# Thread: Aggregate demand - aggregate supply model

1. ## Aggregate demand - aggregate supply model

1. The Aggregate Demand - Aggregate Supply Model

An aggregate demand - aggregate supply model can be written as comprising two equilibrium conditions

Y= C(Y-T) + I(r) + G and M/P= L(Y,r)

The first equation states that the aggregate supply in the goods market is equal to aggregate demand. It is implied that consumption is determined by the function C(Y-T) and investment by the function I(r).

The second equation states that the supply of real balances, nominal money supply M divided by the price level P, equals the demand for liquidity given by the function L(Y,r)

In addition, the model includes an aggregate supply curve

P= PE +g(Y-YF)

where PE is the expected price level and YF the full-employment output.

The model has three endogenous variables, Y, r and P. The remaining variables T, G, M, PE and YF are taken to be exogenous.

(a) Find the government expenditure multiplier, an expression for the change in the equilibrium national income due to a change in government expenditure only.

(b) Find the balanced-budget multiplier, an expression for the change in the equilibrium national income due to an equal change in government expenditure and taxes.

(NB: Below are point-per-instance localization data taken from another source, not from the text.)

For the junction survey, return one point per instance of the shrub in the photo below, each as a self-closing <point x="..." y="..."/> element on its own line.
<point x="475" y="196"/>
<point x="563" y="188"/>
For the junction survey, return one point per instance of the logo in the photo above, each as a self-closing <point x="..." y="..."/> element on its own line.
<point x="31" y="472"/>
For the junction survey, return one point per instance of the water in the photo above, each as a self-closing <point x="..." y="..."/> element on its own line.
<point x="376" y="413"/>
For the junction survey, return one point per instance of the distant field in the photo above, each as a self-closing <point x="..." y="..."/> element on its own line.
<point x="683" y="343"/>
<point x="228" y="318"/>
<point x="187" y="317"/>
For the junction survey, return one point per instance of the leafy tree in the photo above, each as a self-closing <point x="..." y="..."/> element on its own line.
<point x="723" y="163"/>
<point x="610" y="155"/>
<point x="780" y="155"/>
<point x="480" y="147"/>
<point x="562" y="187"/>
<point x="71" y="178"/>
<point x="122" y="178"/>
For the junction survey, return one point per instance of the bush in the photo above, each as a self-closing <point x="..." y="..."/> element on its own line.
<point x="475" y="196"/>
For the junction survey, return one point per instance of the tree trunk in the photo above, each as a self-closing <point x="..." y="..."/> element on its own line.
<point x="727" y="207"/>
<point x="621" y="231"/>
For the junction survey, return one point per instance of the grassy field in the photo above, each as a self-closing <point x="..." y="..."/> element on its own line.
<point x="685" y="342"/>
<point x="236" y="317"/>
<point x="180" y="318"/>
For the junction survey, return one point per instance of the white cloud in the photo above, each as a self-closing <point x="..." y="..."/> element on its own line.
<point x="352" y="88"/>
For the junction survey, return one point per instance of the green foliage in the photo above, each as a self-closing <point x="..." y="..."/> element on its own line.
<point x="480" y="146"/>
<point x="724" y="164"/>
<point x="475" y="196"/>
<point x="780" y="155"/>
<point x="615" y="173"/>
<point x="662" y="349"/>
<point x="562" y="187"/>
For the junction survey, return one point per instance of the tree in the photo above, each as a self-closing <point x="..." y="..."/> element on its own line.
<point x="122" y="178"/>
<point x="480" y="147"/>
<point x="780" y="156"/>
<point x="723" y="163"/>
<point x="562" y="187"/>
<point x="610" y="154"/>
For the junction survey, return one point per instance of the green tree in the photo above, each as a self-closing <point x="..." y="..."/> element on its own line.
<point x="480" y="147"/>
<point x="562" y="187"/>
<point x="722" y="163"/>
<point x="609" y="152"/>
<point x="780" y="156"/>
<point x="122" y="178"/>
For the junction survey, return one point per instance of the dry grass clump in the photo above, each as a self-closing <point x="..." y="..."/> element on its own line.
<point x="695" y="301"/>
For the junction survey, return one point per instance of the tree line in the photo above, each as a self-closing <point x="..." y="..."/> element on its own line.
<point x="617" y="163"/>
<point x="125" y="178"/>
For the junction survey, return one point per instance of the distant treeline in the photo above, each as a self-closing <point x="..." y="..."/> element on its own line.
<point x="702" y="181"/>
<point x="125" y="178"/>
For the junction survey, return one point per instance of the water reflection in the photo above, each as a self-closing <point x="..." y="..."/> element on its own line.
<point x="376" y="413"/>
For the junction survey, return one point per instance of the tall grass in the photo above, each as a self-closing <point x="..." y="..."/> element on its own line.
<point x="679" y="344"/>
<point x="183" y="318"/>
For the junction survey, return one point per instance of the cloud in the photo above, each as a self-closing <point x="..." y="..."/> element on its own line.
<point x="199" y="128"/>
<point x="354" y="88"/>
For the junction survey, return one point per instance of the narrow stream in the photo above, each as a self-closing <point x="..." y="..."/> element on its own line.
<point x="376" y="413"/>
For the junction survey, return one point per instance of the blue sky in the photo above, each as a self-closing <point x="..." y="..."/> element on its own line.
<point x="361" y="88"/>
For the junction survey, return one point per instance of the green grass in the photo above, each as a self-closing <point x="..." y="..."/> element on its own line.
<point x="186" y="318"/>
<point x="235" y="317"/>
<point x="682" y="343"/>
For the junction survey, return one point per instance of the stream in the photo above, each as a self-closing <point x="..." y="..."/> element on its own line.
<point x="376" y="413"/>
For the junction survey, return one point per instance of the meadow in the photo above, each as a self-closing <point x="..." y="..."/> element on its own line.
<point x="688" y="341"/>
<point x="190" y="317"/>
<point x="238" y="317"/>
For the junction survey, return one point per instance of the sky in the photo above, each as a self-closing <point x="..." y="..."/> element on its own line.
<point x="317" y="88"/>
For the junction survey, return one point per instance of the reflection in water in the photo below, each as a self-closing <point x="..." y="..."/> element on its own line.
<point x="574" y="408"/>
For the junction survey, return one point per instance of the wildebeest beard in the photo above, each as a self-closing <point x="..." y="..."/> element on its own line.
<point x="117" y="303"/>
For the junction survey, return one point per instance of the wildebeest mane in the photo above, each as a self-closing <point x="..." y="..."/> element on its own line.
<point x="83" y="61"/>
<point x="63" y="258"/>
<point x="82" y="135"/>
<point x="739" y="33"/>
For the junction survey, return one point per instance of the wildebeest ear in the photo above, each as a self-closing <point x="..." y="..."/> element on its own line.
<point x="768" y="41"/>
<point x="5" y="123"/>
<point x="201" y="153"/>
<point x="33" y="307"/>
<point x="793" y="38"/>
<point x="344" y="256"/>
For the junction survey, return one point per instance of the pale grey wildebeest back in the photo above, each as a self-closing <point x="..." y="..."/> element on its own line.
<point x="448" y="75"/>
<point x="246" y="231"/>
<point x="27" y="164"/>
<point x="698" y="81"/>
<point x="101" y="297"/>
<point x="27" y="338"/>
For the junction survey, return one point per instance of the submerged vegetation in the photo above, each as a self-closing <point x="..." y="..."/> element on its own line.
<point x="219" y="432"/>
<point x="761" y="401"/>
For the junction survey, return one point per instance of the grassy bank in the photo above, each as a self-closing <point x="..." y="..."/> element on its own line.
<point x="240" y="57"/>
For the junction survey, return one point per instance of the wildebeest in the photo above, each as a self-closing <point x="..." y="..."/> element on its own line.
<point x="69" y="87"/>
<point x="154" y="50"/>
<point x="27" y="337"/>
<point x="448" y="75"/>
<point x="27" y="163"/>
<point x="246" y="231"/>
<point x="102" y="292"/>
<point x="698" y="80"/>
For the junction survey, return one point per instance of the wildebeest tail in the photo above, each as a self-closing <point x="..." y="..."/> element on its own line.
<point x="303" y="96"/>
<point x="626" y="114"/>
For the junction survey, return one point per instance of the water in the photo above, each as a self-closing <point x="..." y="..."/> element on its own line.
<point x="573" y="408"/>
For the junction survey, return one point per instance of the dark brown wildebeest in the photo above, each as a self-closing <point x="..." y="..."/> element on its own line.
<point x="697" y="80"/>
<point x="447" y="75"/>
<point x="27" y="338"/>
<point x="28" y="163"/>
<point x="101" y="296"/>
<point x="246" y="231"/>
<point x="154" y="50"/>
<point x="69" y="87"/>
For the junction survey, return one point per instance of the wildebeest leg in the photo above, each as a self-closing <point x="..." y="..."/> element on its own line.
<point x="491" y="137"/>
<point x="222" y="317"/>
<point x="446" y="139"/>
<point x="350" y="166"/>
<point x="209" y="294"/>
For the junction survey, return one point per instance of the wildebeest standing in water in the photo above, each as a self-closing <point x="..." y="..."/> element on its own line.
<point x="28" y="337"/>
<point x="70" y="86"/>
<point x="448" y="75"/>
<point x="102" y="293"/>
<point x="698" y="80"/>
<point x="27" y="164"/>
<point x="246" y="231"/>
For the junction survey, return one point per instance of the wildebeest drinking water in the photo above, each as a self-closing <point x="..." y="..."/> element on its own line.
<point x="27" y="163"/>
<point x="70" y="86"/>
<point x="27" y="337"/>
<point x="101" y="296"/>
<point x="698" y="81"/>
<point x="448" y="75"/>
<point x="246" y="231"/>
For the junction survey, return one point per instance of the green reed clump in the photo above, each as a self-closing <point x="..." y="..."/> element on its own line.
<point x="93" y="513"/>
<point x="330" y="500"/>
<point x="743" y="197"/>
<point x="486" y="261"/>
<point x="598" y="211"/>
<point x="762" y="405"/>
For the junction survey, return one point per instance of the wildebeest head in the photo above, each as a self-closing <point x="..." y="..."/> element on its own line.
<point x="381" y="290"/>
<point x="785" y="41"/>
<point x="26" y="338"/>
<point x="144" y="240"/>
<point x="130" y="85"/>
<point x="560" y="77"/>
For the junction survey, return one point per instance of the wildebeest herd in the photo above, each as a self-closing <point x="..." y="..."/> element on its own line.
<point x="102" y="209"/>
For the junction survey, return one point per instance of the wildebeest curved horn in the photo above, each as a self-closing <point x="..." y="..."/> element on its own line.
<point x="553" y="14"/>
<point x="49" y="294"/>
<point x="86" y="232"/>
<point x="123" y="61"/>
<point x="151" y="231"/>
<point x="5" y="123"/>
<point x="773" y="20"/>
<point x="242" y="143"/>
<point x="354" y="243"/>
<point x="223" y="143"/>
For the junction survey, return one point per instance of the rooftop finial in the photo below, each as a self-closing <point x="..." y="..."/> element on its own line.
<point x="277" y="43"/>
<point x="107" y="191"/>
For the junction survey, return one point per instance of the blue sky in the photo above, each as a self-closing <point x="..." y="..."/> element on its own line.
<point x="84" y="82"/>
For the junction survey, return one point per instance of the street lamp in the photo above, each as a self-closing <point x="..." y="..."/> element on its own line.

2. The discriminating monopolist

Consider a firm that sells in two separate markets. The inverse demand functions in the two markets are

P1 = a1 -b1.q1 and P2 = a2 -b2.q2

and

and total cost is proportional to the total production
c(q) = a.(q1 +q2)

(a) Find the optimal (profit maximising) values of q1 and q2

(b) State the sufficient second order conditions for these optimal values to maximise profits.

(c) Explain the conditions the parameters must satisfy for the second order conditions to be satisfied.
Thanks Nas